In his excellent book Richistan, Robert Frank detailed how millionaires in the mid-2000s had implicitly become a country (or at least a relatively homogeneous market segment), united by shared experiences and characteristics, and increasingly distinct from middle-class consumers. In my own book, I similarly referred to wealthy consumers as “globizens,” or global citizens, whose international mindsets and international connections fostered an elite community that transcended borders.
A just-released analysis of our survey across 51 countries finds that, even in today’s post-recession world, Affluents continue to form a globally coherent segment marked by cross-border similarities in attitudes, lifestyles and marketplace preferences.
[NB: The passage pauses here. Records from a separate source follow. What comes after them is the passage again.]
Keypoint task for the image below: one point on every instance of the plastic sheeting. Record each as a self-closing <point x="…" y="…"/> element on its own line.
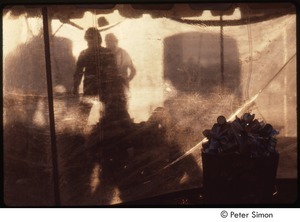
<point x="189" y="70"/>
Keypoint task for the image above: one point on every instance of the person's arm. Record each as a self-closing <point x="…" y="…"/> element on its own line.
<point x="78" y="74"/>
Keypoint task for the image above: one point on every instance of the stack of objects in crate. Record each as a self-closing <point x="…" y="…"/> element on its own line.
<point x="239" y="161"/>
<point x="245" y="136"/>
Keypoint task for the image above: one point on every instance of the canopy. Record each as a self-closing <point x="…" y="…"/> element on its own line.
<point x="193" y="62"/>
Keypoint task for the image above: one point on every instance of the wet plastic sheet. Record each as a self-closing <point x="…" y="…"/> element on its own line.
<point x="190" y="68"/>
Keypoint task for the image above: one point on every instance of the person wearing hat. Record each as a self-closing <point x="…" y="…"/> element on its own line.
<point x="124" y="63"/>
<point x="97" y="66"/>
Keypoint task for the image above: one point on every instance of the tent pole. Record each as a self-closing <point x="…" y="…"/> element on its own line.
<point x="51" y="107"/>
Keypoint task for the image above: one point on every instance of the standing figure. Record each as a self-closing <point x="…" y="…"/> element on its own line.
<point x="97" y="66"/>
<point x="125" y="66"/>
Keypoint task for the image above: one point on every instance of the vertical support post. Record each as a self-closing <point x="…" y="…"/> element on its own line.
<point x="51" y="107"/>
<point x="222" y="52"/>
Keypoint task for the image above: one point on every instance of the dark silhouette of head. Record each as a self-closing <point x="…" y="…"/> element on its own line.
<point x="93" y="37"/>
<point x="111" y="41"/>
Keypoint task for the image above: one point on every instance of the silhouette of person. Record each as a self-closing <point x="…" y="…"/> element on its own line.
<point x="125" y="65"/>
<point x="97" y="66"/>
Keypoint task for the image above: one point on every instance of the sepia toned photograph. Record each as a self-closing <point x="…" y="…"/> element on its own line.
<point x="180" y="104"/>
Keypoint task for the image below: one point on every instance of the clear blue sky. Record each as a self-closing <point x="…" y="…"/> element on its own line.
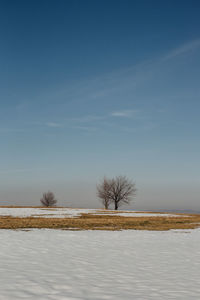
<point x="94" y="88"/>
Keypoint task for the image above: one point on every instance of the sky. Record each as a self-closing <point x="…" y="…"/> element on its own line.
<point x="100" y="88"/>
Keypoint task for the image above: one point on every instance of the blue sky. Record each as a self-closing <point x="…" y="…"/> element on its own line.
<point x="94" y="88"/>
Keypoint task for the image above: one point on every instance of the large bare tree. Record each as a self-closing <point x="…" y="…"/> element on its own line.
<point x="123" y="191"/>
<point x="119" y="190"/>
<point x="103" y="192"/>
<point x="48" y="199"/>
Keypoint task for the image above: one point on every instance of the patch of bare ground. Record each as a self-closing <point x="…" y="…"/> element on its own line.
<point x="103" y="222"/>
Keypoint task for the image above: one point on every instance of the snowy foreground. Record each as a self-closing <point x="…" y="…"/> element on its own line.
<point x="69" y="212"/>
<point x="65" y="265"/>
There is, of course, tremendous diversity in the Affluent population within and between countries, but this analysis also finds a remarkably consistent demographic, psychographic and media profile among Affluents around the world.
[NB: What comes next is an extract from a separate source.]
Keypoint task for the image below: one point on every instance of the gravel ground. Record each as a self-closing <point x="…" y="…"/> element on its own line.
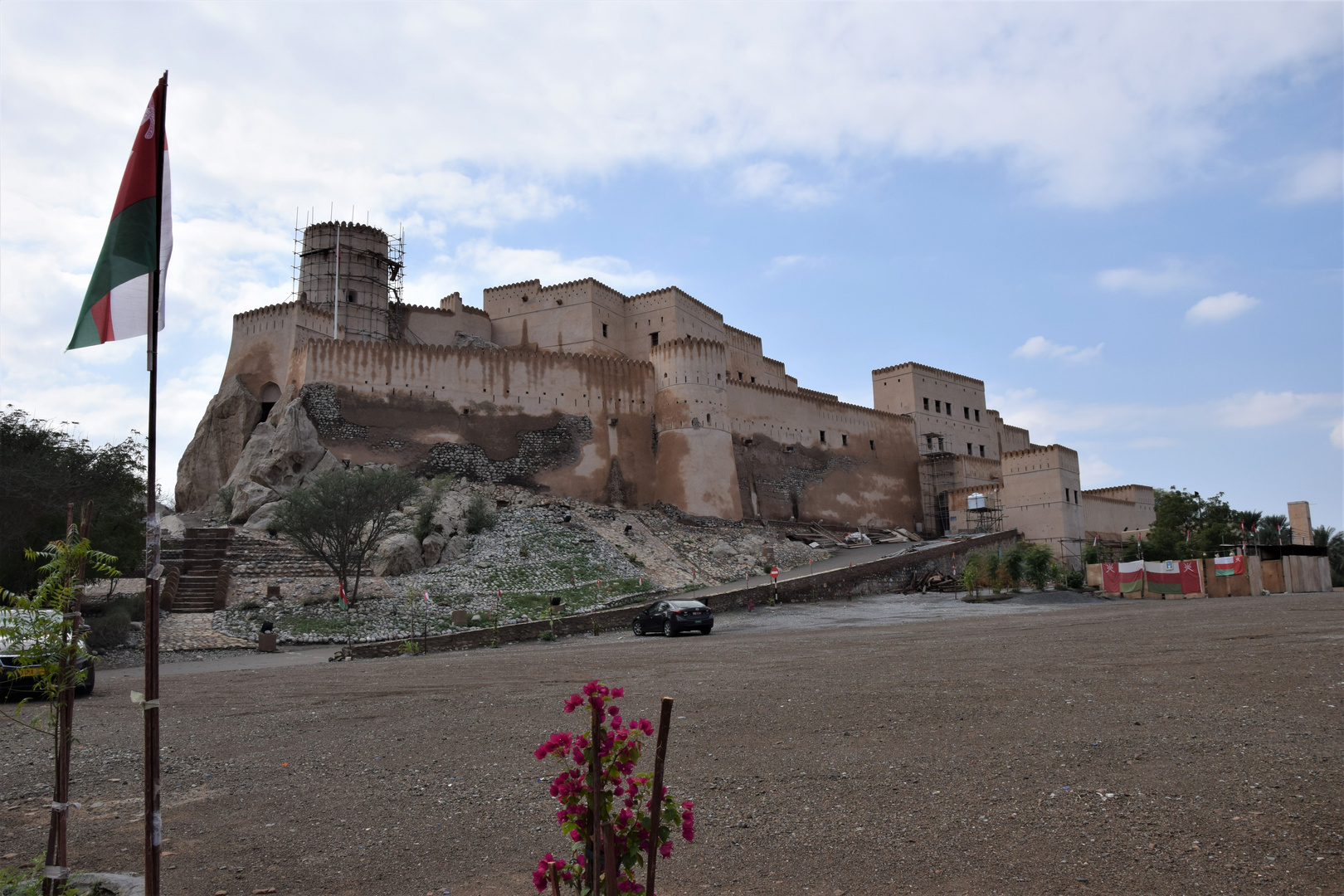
<point x="1046" y="744"/>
Demographically, Affluents are most typically in their mid-40s, well-educated, with professional or managerial jobs. Most are married and parents. The vast majority tell us that family is their top priority, and family considerations profoundly shape their spending across categories, including home, food, auto and travel.
Many are multicultural, if not in personal background, then in general perspective, bringing an international approach to thinking about social, business and marketplace issues. Many speak multiple languages, and engage with media brands from multiple countries.
Across countries, Affluent use of mobile devices and digital media is up sharply, while their use of traditional media is down only modestly. As a result, Affluent engagement with media overall is up, as new forms of Affluent media use get layered on top of older ones. Affluents continue to grow in their hunger for content and connectivity, for information and entertainment. More generally, Affluents tend to be early adopters, opinion leaders and influencers. For better and for worse, they describe their lives as fast-paced and full of multi-tasking.
Affluents bring an open-minded and cosmopolitan perspective on ideas in general, as well as products and brands in particular. In the marketplace, the Great Recession raised their standards rather than lowered them; Affluents expect quality and a deal. They are far more likely to be value-oriented than price-sensitive, and are less brand loyal than many brands would like.
There is, as I mentioned, considerable diversity among Affluents around the world. Affluents in Latin America are particularly enthusiastic users of social and international media. Luxury growth is strong among Affluents in the Asia-Pacific region, while U.S. Affluents show strong growth in spending on outdoor recreation such as skiing, golf, tennis and cycling. European Affluents are more subdued in their spending and economic optimism. But in the final analysis, the similarities are more pronounced and profound than the differences. Media and marketers focused on the Affluent have the luxury (no pun intended) of focusing on a market segment with significant homogeneity around the world.